Tuesday, May 09, 2006

Charlotte guides the project?

Call them coincidences, some people would, I have accepted them as something else.  They are the little things that I see happen while working with posthumous sculpture.  My entire three semesters and the book that I am writing "Bringing to Life the Spirit of the Deceased—A Sculptor’s Journey." is about the process and those little nuances.  It has been a difficult and weird thing for me to even think; do I communicate with the dead?  I know there is a connection, I don’t see the deceased, until I have pulled them from the clay, but I do sense things. 

            I asked one of my clients how they felt about the entire idea.  Ellie’s mom said she knew I had a connection and felt a bit jealous.  (photograh of posthumous sculpture of Ellie below. Ellies story can be found at http://www.creativesculpture.com/ellie.html)


I have found that often I know things about the pose or the family, little things, Mostly it is something that I feel emotionally.  They are things that I would not otherwise know.

            For example, I try to have someone pose for each sculpture.  I need concrete reference so I usually try and find someone about the same size to pose in the clothes that are provided. For Patsy’s sculpture her best friend flew down from Vegas to pose. When the photographs were developed I looked at the photographs and said, “This is not how Patsy would sit.”  I had already begun the sculpture but called the family to ask them if I could change the pose.  They told me they were thinking of calling me and asking me to change it, that I was right.  How did I know this?  I had never met Patsy.

             With the sculpture of Jeanine I had three days where I felt a tremendous amount of feeling of pride over Jeanine’s accomplishments.  I could not shake it and thought that perhaps I was focusing on a photograph of her in her graduation gown; after all, graduation was what I was hoping for myself.  I just allowed those feelings to infuse my sculpture and the process.
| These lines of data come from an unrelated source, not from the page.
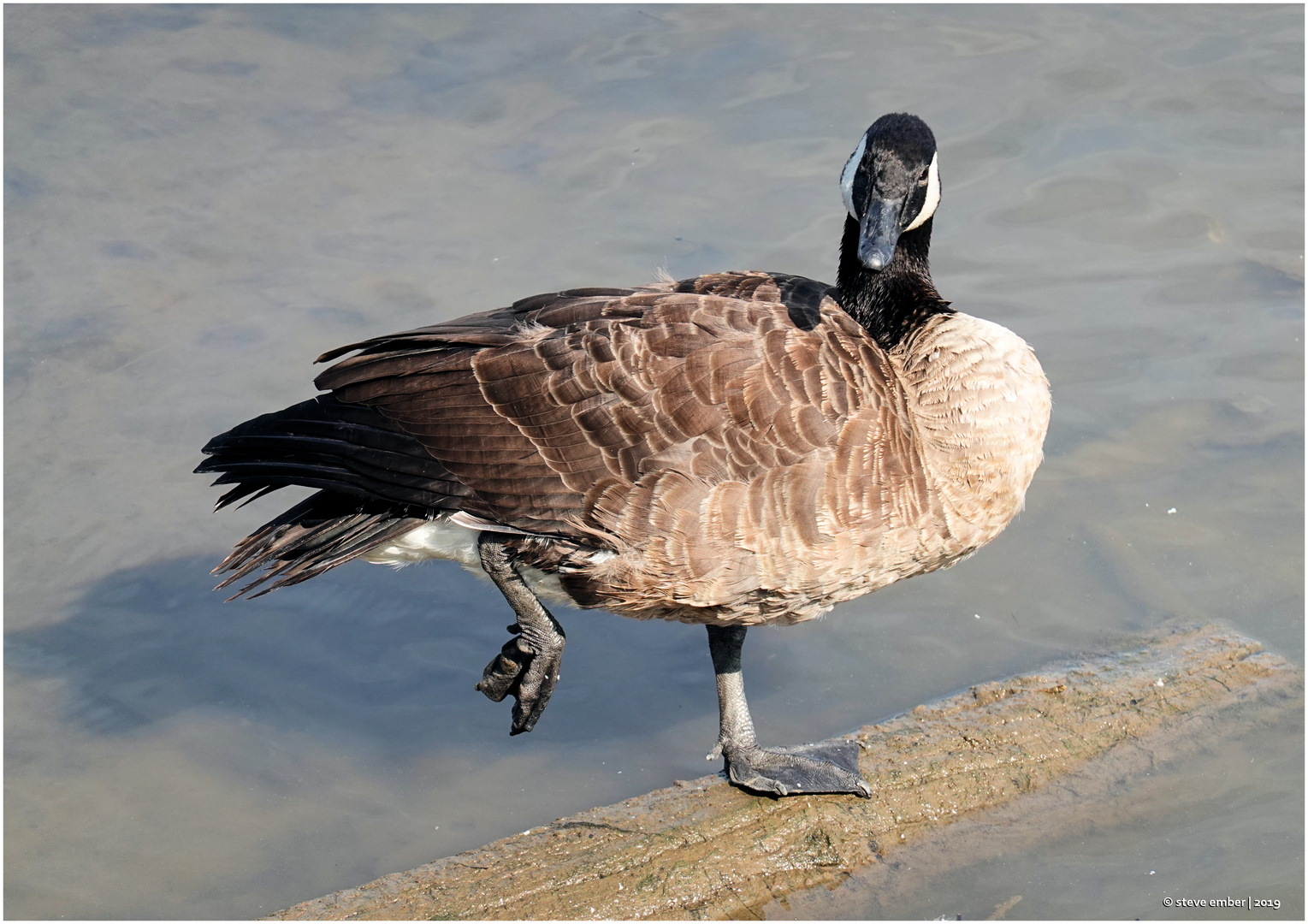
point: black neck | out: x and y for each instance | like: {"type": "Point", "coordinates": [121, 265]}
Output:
{"type": "Point", "coordinates": [897, 300]}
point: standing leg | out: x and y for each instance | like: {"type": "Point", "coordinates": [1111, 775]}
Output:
{"type": "Point", "coordinates": [527, 665]}
{"type": "Point", "coordinates": [830, 766]}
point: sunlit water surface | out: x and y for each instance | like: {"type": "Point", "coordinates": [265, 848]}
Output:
{"type": "Point", "coordinates": [202, 199]}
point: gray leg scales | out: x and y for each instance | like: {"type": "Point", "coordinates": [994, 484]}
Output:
{"type": "Point", "coordinates": [527, 665]}
{"type": "Point", "coordinates": [823, 767]}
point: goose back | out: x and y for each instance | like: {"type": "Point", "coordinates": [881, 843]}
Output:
{"type": "Point", "coordinates": [733, 447]}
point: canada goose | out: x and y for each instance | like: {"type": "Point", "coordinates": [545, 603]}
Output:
{"type": "Point", "coordinates": [733, 449]}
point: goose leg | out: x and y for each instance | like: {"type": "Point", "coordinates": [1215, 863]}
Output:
{"type": "Point", "coordinates": [831, 766]}
{"type": "Point", "coordinates": [527, 665]}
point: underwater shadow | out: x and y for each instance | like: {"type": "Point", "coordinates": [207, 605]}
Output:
{"type": "Point", "coordinates": [386, 657]}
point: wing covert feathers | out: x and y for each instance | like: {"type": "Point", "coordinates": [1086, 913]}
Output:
{"type": "Point", "coordinates": [743, 449]}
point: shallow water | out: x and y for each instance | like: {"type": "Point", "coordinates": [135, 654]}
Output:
{"type": "Point", "coordinates": [199, 200]}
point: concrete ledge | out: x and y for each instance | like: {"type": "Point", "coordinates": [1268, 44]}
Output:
{"type": "Point", "coordinates": [705, 850]}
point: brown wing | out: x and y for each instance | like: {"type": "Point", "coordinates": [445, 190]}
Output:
{"type": "Point", "coordinates": [666, 418]}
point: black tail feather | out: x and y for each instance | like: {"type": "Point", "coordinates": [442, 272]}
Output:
{"type": "Point", "coordinates": [334, 447]}
{"type": "Point", "coordinates": [375, 482]}
{"type": "Point", "coordinates": [316, 536]}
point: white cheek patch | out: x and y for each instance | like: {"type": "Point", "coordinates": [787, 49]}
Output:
{"type": "Point", "coordinates": [932, 195]}
{"type": "Point", "coordinates": [847, 178]}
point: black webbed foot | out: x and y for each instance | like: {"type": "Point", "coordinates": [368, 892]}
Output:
{"type": "Point", "coordinates": [527, 669]}
{"type": "Point", "coordinates": [825, 767]}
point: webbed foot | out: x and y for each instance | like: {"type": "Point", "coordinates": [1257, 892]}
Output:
{"type": "Point", "coordinates": [527, 669]}
{"type": "Point", "coordinates": [823, 767]}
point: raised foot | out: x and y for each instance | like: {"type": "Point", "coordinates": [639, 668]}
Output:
{"type": "Point", "coordinates": [526, 670]}
{"type": "Point", "coordinates": [825, 767]}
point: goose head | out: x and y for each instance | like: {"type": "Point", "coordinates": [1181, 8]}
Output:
{"type": "Point", "coordinates": [891, 185]}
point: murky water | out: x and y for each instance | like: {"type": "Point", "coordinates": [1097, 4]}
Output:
{"type": "Point", "coordinates": [199, 200]}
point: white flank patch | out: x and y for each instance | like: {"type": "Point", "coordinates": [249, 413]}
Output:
{"type": "Point", "coordinates": [442, 538]}
{"type": "Point", "coordinates": [932, 195]}
{"type": "Point", "coordinates": [847, 177]}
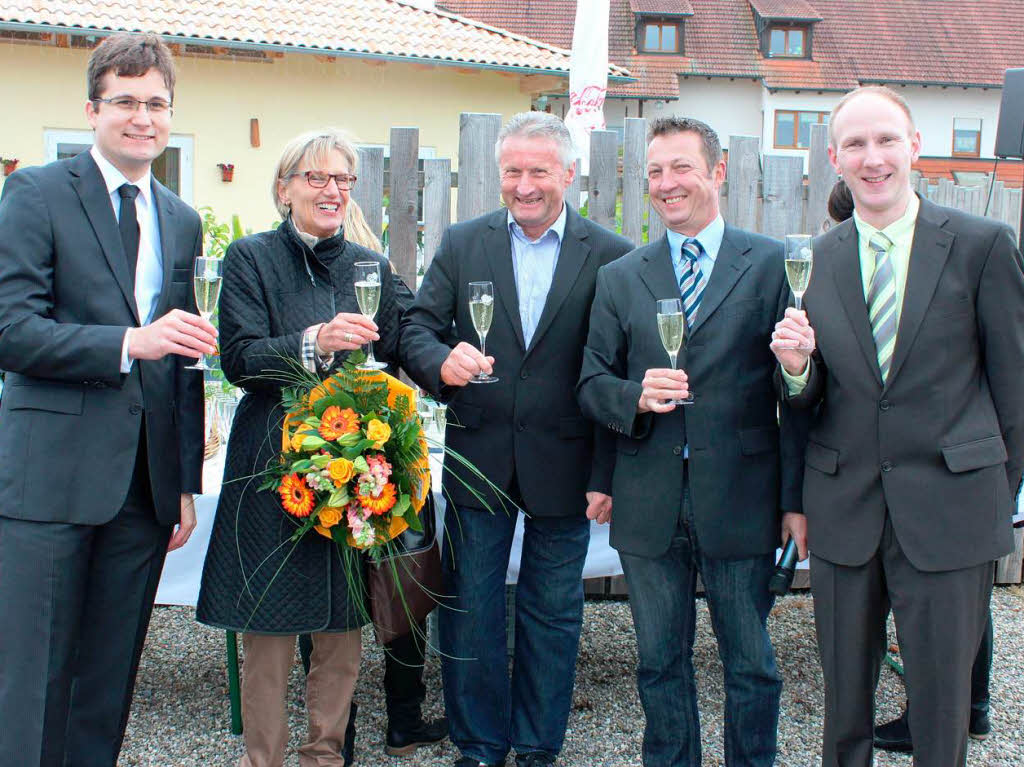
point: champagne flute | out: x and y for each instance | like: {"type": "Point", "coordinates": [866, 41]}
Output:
{"type": "Point", "coordinates": [368, 296]}
{"type": "Point", "coordinates": [799, 261]}
{"type": "Point", "coordinates": [481, 310]}
{"type": "Point", "coordinates": [672, 329]}
{"type": "Point", "coordinates": [206, 284]}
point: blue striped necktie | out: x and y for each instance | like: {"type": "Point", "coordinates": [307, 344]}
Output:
{"type": "Point", "coordinates": [691, 284]}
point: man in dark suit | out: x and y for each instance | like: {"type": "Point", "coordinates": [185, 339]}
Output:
{"type": "Point", "coordinates": [525, 433]}
{"type": "Point", "coordinates": [916, 448]}
{"type": "Point", "coordinates": [100, 428]}
{"type": "Point", "coordinates": [698, 488]}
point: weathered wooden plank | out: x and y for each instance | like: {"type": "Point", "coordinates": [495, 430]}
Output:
{"type": "Point", "coordinates": [572, 193]}
{"type": "Point", "coordinates": [634, 166]}
{"type": "Point", "coordinates": [1008, 569]}
{"type": "Point", "coordinates": [743, 174]}
{"type": "Point", "coordinates": [436, 205]}
{"type": "Point", "coordinates": [369, 188]}
{"type": "Point", "coordinates": [602, 182]}
{"type": "Point", "coordinates": [820, 180]}
{"type": "Point", "coordinates": [401, 213]}
{"type": "Point", "coordinates": [479, 188]}
{"type": "Point", "coordinates": [783, 195]}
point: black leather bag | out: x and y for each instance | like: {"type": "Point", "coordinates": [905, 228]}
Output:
{"type": "Point", "coordinates": [406, 587]}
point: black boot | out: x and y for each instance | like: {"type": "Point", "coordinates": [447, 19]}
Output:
{"type": "Point", "coordinates": [894, 735]}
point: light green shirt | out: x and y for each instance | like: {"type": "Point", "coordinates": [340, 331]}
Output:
{"type": "Point", "coordinates": [900, 232]}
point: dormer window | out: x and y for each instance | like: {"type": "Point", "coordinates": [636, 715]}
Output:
{"type": "Point", "coordinates": [787, 41]}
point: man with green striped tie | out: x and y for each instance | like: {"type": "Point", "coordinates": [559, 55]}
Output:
{"type": "Point", "coordinates": [916, 450]}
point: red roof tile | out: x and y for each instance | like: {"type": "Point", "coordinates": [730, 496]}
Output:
{"type": "Point", "coordinates": [782, 10]}
{"type": "Point", "coordinates": [967, 42]}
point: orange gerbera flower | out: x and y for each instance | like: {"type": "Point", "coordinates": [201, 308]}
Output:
{"type": "Point", "coordinates": [382, 503]}
{"type": "Point", "coordinates": [296, 496]}
{"type": "Point", "coordinates": [337, 422]}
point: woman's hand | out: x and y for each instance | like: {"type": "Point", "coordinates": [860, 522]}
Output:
{"type": "Point", "coordinates": [346, 333]}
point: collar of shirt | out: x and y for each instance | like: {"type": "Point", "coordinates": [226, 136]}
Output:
{"type": "Point", "coordinates": [115, 179]}
{"type": "Point", "coordinates": [711, 240]}
{"type": "Point", "coordinates": [900, 232]}
{"type": "Point", "coordinates": [558, 227]}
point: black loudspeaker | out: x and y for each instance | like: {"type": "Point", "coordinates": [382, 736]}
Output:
{"type": "Point", "coordinates": [1010, 134]}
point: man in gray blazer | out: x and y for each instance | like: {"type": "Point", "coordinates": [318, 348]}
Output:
{"type": "Point", "coordinates": [698, 488]}
{"type": "Point", "coordinates": [916, 446]}
{"type": "Point", "coordinates": [100, 427]}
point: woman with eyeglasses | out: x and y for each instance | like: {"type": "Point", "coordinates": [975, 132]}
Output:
{"type": "Point", "coordinates": [289, 298]}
On the third day I received an e-mail from Jeanine’s mother explaining that she was feeling such pride for her daughter.  Jeanine’s mom lives in Alaska and I live in Texas.  Is that coincidence?

            It is difficult to explain this empathy, this feeling or sensing thing concerning my sculpture, and it is taking me an entire book to define it.  As they happen with the Dick Hathaway sculpture, I’ll be sure to let you know.  The first that I want to tell here, and a few others that I will mention later, also deal with Charlotte.

            Once I made the conscious decision to pursue this sculpture for myself, the school, and for Charlotte I found the only moment in a day during a very busy residency and called Nancy, Dick’s daughter, at her work to introduce myself.  It was in the hall on the fourth floor of College Hall while waiting for  Blythe’s lecture.   A friend later told me that she got off the elevator on the fourth floor and felt Charlotte so strong it almost knocked her over.  When she turned the corner she saw me on the phone. Was it coincidence that someone felt Charlotte while I was making the first steps to continue with this sculpture?  I must say that this friend did not know what I was doing before she sensed this.

            To me it was confirmation.  Charlotte is still a part of the project.


            At the culminating presentation that Wednesday in the April 2006 ADP cycle I brought my digital camera. As people gathered I was looking in the window of the camera trying desperately to figure out how to turn the sound off on my caemra so that when I took pictures the camera did not chime.  I floated through all the menus and then turned the dial to a different setting and saw Charlotte.  It startled me.  It turns out I was holding the graduation program under the camera and I had not realized that it was pointed at the photo of Charlotte that was put on the back of the program.  A perfectly framed Charlotte stood looking at me.